This delicious song appears first in 1689 in the third book of
Comes Amoris and was reprinted the next year in the fourth (and last) book of Heptinstall’s
The Banquet of Musick. It was also included in the second and third editions of
Orpheus Britannicus. The subject is Panthea, another stock Arcadian character who, in the first phrase, we see is so attractive that even autumn stops its progress to greet her. Purcell sets the first sentence as far as ‘smile’, and then repeats the text, subtly altering the musical line and extending the glorious phrase. The Dog-Star of the third line is Sirius, the brightest of the stars, which rises and sets with the sun and had a traditional association with madness. It was featured in a number of contemporary poems such as D’Urfey’s ‘I’ll sail upon the Dog Star’ (in
Don Quixote, set by Purcell) and the traditional ‘Loving, mad Tom – I’le bark against the Dog-Star’. The ‘ever-blooming joys’ which Panthea’s eyes create are set to rapturous melismas.
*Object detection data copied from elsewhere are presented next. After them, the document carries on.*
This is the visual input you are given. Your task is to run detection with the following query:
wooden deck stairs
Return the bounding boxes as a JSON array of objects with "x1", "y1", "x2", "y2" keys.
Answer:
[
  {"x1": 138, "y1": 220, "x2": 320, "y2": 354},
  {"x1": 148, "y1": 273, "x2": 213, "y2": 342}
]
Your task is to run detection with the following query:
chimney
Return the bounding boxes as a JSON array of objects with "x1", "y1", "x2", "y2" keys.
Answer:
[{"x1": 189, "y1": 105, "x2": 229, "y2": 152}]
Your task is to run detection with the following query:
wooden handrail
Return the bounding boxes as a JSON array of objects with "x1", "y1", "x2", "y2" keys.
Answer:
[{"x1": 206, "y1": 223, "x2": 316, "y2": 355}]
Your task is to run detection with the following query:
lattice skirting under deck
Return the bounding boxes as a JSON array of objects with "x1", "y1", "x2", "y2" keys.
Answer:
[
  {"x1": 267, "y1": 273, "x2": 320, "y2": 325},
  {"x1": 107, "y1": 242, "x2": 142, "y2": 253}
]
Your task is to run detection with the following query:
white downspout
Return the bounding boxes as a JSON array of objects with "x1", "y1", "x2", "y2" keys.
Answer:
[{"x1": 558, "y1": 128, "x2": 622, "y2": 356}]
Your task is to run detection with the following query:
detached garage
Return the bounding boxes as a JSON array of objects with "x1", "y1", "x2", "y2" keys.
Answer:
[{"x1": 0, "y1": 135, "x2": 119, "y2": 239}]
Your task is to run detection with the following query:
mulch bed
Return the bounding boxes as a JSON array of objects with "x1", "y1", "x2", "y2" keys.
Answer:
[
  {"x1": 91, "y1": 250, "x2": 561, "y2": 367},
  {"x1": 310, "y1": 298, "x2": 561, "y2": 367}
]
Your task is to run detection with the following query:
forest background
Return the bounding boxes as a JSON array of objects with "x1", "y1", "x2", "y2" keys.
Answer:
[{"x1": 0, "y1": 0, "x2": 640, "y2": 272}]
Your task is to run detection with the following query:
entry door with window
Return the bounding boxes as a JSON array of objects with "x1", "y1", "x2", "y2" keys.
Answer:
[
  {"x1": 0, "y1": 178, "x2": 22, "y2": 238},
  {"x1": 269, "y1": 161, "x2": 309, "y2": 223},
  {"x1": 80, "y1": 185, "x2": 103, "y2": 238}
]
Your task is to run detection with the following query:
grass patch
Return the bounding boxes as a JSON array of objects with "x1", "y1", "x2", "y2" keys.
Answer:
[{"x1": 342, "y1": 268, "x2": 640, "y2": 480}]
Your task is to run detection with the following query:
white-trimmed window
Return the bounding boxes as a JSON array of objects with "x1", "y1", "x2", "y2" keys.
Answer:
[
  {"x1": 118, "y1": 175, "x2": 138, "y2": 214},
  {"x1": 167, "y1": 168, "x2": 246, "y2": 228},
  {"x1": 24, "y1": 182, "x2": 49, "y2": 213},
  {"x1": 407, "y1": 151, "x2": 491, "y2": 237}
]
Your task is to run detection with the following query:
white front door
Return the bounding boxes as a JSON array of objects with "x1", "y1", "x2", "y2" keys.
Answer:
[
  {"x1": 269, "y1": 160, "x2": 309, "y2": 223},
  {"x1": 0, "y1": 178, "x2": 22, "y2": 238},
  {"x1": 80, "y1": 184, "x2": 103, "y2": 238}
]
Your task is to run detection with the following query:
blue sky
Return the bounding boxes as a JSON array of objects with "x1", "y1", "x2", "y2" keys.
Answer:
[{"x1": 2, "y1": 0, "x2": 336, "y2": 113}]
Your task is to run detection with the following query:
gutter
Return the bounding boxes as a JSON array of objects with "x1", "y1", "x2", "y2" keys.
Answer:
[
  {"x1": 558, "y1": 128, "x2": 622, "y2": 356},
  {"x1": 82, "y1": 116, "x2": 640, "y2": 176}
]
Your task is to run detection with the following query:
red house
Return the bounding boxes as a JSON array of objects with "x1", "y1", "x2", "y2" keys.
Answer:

The second stanza, ‘All nature to her charms’ moves to a lilting triple metre (the ‘Elysian fields’ being the Greek heaven) and features a ravishing imitation of nightingales attempting Panthea’s ‘inimitable graces’ before the ‘more wanton hills and groves’ echo back her ‘heav’nly voice’. But, after such delightful music, all is not well in this love affair, and the last two lines of text are set as a duet as the ‘pains rage’; the nearer our poet gets to his love, the worse things become, for she will not respond to his love. (The ‘burning glass of ice’ means a magnifying glass.)